I didn’t like it at all.

Rosanna sighed. “It’s complicated. Lias has always been difficult. Even when we were young, he believed his abilities placed him above the laws of men, or their opinions. You remember.”

I did. “It got worse, I’m guessing.”

“I thought giving him real political power would keep him grounded,” Rosanna explained. “His efforts during the war against the Recusants definitely helped earn him respect, but it was I who pushed the Azure Round to elevate him to a position of influence.”

Rosanna laced her ringed fingers together and studied me over them. “He started courting factions from across the Riven Sea. He formed personal connections with the Edaean Guilds. He oversaw smuggling operations, even before we lifted the ancient ban on trade.”

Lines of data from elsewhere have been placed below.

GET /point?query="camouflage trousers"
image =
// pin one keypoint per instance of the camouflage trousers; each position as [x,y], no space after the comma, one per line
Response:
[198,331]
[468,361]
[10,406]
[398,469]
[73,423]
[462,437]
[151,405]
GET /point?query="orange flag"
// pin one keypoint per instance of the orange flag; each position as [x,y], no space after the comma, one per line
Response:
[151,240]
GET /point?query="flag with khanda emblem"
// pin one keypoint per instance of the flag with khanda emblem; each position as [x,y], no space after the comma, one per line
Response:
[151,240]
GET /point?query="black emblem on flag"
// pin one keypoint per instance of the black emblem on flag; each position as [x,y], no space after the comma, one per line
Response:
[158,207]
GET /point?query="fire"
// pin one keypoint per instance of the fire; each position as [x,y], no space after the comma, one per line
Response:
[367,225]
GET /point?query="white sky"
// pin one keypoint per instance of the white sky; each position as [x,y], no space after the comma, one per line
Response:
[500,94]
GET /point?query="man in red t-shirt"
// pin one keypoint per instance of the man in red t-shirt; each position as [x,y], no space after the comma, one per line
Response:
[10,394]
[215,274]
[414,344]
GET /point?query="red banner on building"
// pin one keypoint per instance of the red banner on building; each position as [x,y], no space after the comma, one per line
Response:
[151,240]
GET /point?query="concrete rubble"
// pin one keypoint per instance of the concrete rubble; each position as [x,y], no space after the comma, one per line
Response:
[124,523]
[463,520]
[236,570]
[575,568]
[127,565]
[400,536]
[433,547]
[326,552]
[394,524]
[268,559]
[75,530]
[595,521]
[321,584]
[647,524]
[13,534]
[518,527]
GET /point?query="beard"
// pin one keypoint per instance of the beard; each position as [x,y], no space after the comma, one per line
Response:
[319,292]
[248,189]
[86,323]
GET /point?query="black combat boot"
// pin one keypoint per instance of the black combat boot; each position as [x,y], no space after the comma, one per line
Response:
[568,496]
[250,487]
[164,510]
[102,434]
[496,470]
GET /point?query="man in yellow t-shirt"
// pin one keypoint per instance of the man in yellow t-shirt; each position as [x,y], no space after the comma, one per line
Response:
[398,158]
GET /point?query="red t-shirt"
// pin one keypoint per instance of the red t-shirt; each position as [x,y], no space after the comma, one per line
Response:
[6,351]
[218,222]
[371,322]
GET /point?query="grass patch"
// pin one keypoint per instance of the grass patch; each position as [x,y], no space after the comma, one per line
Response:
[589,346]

I frowned. Lias had gotten involved with the criminal underworld? That didn’t seem like him.

“He cowed criminal groups and brought agents over the Riven,” Rosanna said. “He used his influence and his personal power to silence those who stood in the way of even laxer trade laws — members of the Church, nobles, even commoners representing our own native guilds who worried their own livelihoods would be threatened.

“Forsaken Throne,” I cursed. Lias, what were you thinking?

“I think he believed he was helping,” Rosanna added, her eyes drifting toward the windows. “The task of rebuilding was monumental, and Lias has never been hesitant to wield any sort of power. But he went too far. He started ignoring the Accord’s rulings, even defying Markham, both in subtle and overt ways.”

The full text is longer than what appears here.